Women were involved with horse racing in Australia by the 1890s. Since then, they have owned horses, trained horses, gambled on horses and attended the races. Their participation in the sport was hampered because of a lack of facilities and participation rates were not as high as other sports.

==History==
Women were involved in gambling on horse racing in Australia during the 1890s. They won some money by placing bets and in some cases were calling odds on races. Women frequently attended horse racing events as spectators in Queensland during the second half of the nineteenth century. By the late 1920s, there were efforts to ban horse racing in Australia because the sport was seen to have a corrupting influence on Australian women. In 1934, the first female owned horse was entered in the Melbourne Cup. Women were involved in horse racing around the country by the 1930s. They were among the attendees at a 1939 race in Yass, New South Wales. By the 1950s, women were dominant in the horse racing industry, with several wealthy women such as Elizabeth Arden being well known owners and Elizabeth Dangerfield, Elsie Morris and Judy Johnson being well known trainers.

==Participation==
While not being urged to avoid competition, women had few opportunities to compete in sport in Australia until the 1880s. After that date, new sporting facilities were being built around the country and many new sport clubs were created. By the 1930s, Australian women were involved as participants in the sport as a means of getting physical activity. This was characterised by at least one newspaper as being part of the "Cult of the Amazon."

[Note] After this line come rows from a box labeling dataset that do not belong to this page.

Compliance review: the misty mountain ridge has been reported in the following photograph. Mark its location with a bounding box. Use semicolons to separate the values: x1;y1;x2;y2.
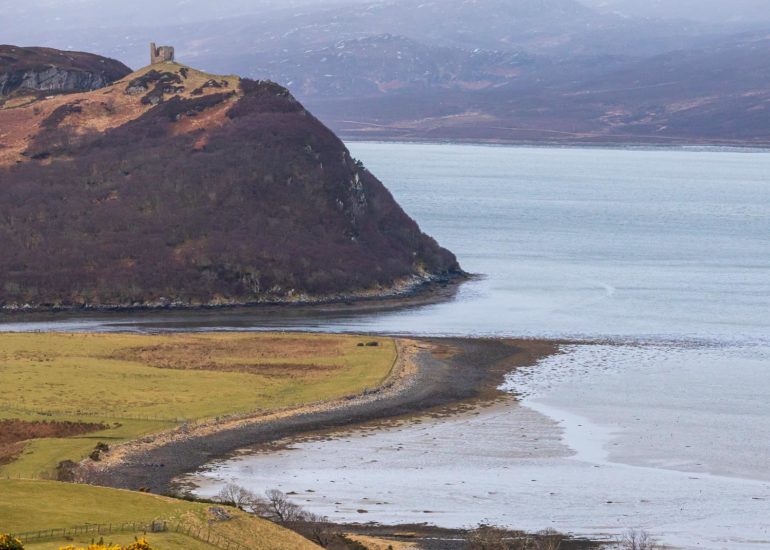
3;0;768;144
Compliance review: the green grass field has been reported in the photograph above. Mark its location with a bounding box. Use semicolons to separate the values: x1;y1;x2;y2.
0;480;317;550
0;333;395;478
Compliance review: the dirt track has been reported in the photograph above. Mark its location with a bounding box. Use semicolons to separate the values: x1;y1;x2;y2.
93;338;558;493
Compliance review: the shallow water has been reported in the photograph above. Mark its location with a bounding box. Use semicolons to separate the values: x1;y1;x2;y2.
2;143;770;548
2;143;770;340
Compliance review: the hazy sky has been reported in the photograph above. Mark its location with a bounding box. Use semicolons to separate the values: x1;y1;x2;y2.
0;0;770;26
580;0;770;23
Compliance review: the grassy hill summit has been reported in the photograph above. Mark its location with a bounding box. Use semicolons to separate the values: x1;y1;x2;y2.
0;47;462;310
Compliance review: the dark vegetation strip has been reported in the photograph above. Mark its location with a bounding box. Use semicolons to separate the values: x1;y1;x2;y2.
91;338;557;493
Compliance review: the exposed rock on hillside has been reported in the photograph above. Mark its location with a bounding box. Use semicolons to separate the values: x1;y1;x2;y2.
0;63;461;309
0;45;131;101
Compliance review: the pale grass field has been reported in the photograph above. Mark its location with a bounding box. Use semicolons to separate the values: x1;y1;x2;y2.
0;333;396;478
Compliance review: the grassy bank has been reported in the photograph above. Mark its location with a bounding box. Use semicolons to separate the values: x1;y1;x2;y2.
0;333;395;478
0;480;317;550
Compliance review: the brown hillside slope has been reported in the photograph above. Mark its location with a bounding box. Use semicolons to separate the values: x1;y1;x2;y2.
0;63;461;309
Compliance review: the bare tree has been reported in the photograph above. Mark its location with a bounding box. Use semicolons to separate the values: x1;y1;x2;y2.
293;512;342;548
534;529;564;550
254;489;305;523
466;525;514;550
616;529;661;550
216;483;254;510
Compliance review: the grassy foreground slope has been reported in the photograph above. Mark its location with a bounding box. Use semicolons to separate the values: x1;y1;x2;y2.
0;333;396;478
0;480;317;550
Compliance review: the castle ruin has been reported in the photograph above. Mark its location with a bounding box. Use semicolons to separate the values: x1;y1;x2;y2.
150;42;174;65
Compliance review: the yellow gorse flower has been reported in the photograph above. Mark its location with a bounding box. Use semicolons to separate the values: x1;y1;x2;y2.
57;539;152;550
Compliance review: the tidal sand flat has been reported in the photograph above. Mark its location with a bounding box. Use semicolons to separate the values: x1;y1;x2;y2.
188;345;770;548
186;143;770;548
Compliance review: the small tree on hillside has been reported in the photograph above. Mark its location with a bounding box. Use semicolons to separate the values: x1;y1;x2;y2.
0;535;24;550
216;483;256;512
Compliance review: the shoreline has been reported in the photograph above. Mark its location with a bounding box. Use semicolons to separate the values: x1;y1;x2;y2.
88;338;564;495
339;134;770;153
0;273;468;327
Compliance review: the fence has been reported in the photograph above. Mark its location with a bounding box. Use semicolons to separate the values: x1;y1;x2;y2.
12;521;252;550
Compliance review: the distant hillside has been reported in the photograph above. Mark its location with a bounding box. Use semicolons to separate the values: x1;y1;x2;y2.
3;0;770;146
0;63;461;308
0;45;131;101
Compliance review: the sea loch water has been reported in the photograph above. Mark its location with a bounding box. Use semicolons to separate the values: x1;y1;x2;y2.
2;143;770;548
186;143;770;548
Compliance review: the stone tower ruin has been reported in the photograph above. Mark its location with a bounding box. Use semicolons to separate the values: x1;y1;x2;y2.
150;42;174;65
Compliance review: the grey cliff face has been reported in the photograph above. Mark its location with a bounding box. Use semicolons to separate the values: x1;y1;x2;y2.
0;67;115;95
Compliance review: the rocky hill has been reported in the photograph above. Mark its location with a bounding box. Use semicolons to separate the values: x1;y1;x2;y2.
0;63;461;309
0;45;131;101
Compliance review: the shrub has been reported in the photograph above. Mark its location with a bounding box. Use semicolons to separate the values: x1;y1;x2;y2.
0;535;24;550
57;538;152;550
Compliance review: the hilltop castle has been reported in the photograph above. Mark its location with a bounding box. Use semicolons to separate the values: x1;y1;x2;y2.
150;42;174;65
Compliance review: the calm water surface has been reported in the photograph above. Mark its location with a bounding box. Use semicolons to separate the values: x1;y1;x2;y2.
2;143;770;548
3;143;770;341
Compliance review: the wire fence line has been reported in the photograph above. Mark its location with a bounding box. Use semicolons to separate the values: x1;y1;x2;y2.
11;521;253;550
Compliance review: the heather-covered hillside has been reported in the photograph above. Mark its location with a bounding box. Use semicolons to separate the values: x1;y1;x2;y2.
0;63;460;308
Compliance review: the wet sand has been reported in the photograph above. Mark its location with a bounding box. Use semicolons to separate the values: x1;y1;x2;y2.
93;338;559;493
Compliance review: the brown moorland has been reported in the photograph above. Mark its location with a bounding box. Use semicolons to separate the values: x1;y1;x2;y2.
0;57;462;309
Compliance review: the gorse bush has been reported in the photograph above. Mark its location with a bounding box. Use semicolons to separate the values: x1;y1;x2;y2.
57;539;153;550
0;535;24;550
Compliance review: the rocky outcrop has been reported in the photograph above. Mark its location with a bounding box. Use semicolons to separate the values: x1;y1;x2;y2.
0;63;464;310
0;46;131;96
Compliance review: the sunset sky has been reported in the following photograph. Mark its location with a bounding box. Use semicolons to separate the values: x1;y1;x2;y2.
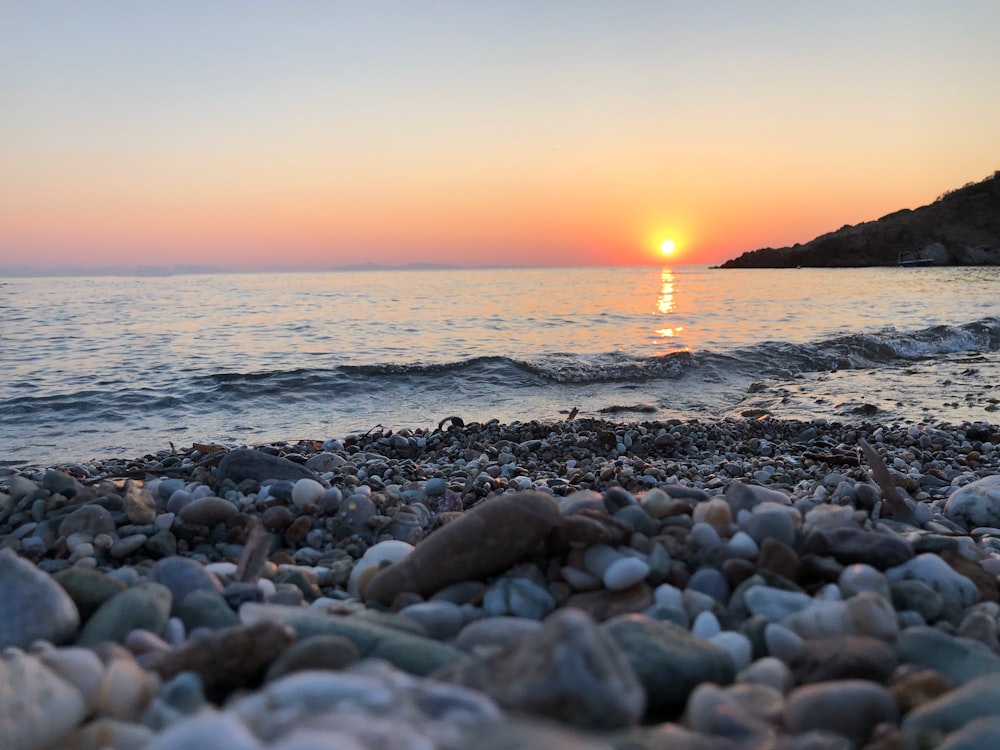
0;0;1000;269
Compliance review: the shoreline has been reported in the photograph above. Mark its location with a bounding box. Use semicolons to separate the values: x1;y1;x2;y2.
0;417;1000;750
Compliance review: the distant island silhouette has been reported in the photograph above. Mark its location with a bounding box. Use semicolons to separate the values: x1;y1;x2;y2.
718;171;1000;268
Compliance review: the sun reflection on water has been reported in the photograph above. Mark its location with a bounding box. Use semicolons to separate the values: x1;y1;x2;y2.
655;268;684;339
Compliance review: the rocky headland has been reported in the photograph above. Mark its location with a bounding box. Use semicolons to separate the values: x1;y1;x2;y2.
719;172;1000;268
0;418;1000;750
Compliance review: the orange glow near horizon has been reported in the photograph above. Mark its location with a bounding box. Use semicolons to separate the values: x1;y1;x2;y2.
0;0;1000;271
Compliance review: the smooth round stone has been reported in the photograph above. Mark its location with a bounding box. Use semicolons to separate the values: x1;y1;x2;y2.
639;487;677;519
399;601;465;641
145;712;264;750
743;586;813;622
614;505;660;537
691;610;722;638
885;552;979;619
267;635;360;682
764;622;802;663
736;656;795;694
681;589;718;621
292;477;326;508
691;497;733;536
583;544;622;580
837;563;892;601
143;531;177;560
156;477;184;501
891;579;944;623
455;616;542;655
167;488;194;514
784;680;899;743
424;477;448;497
177;497;239;526
108;534;147;560
688;522;722;549
944;474;1000;529
896;627;1000;685
77;582;172;648
802;505;854;536
0;549;80;648
94;656;160;722
347;539;413;596
0;652;88;750
602;614;736;712
177;589;240;633
53;567;125;620
560;565;602;591
602;557;649;591
709;630;753;671
59;505;115;546
781;591;899;641
728;531;760;560
483;578;556;620
686;567;729;604
741;505;795;547
31;641;104;709
684;683;768;741
653;583;684;611
149;556;225;614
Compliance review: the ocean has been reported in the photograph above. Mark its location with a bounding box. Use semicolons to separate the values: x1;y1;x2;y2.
0;266;1000;467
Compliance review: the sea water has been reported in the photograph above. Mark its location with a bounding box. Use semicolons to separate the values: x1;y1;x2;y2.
0;266;1000;466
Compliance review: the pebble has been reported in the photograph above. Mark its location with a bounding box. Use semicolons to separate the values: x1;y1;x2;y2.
783;680;899;744
0;419;1000;750
0;648;87;750
365;492;559;604
601;557;649;591
77;582;173;647
0;549;80;648
292;477;326;509
944;474;1000;529
434;609;646;729
603;615;736;712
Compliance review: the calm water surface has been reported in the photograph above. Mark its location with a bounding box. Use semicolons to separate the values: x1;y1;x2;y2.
0;266;1000;465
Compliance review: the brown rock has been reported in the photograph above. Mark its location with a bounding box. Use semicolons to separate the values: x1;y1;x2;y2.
267;635;360;682
145;620;295;701
788;635;899;685
566;581;653;622
260;505;295;531
433;608;646;729
365;491;560;605
889;669;955;714
940;551;1000;602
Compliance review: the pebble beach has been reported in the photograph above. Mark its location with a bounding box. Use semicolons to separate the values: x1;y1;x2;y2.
0;417;1000;750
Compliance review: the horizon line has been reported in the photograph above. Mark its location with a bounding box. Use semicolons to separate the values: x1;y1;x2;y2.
0;262;710;281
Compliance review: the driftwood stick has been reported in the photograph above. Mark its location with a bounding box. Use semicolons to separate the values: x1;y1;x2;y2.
860;438;914;523
235;521;271;583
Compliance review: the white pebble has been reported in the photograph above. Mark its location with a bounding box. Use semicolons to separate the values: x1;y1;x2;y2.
146;713;264;750
352;540;413;596
653;583;684;610
292;477;326;508
583;544;621;579
709;630;753;672
729;531;760;560
562;565;601;591
602;557;649;591
691;610;722;638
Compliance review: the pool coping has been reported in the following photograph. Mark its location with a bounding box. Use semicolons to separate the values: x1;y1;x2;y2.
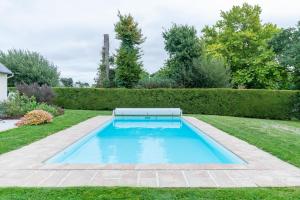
0;116;300;187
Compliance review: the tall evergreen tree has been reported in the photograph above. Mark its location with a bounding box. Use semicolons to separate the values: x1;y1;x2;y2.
163;24;202;87
115;12;145;88
270;21;300;89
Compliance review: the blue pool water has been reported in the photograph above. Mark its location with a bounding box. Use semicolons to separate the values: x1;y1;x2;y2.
47;117;244;164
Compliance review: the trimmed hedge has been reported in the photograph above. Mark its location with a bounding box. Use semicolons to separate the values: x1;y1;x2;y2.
54;88;299;119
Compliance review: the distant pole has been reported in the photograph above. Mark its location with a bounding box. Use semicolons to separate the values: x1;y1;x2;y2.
103;34;109;80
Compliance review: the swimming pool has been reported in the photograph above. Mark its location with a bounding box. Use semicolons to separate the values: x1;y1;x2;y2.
46;116;244;164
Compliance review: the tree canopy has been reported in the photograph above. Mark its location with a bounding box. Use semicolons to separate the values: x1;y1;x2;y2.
202;3;286;88
163;24;201;87
0;49;59;86
115;13;145;88
270;21;300;89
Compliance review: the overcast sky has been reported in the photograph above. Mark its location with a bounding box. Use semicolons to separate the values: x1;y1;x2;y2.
0;0;300;83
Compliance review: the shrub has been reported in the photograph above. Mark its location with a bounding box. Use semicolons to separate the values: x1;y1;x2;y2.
17;110;53;126
0;92;38;118
35;103;64;116
0;91;64;118
193;55;230;88
0;49;59;86
137;78;176;89
17;83;54;104
54;88;297;119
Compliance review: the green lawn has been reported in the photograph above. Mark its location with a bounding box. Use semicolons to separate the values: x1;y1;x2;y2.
193;115;300;167
0;110;300;200
0;110;111;154
0;187;300;200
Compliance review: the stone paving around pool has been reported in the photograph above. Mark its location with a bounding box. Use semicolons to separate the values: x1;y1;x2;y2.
0;116;300;187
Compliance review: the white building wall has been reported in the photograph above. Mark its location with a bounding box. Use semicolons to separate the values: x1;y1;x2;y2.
0;73;7;102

In 1940, a study of 314 women in New Zealand and Australia was done. Most of the women in the study were middle class, conservative, Protestant and white. The study found that 183 participated in sport. The third most popular sport that these women participated in was horse riding, with 38 having played the sport. The ninth most popular sport that these women participated in was horse racing, with 3 having played the sport. The sport was tied with billiards, chess, fishing, field hockey, croquet, squash, table tennis and shooting.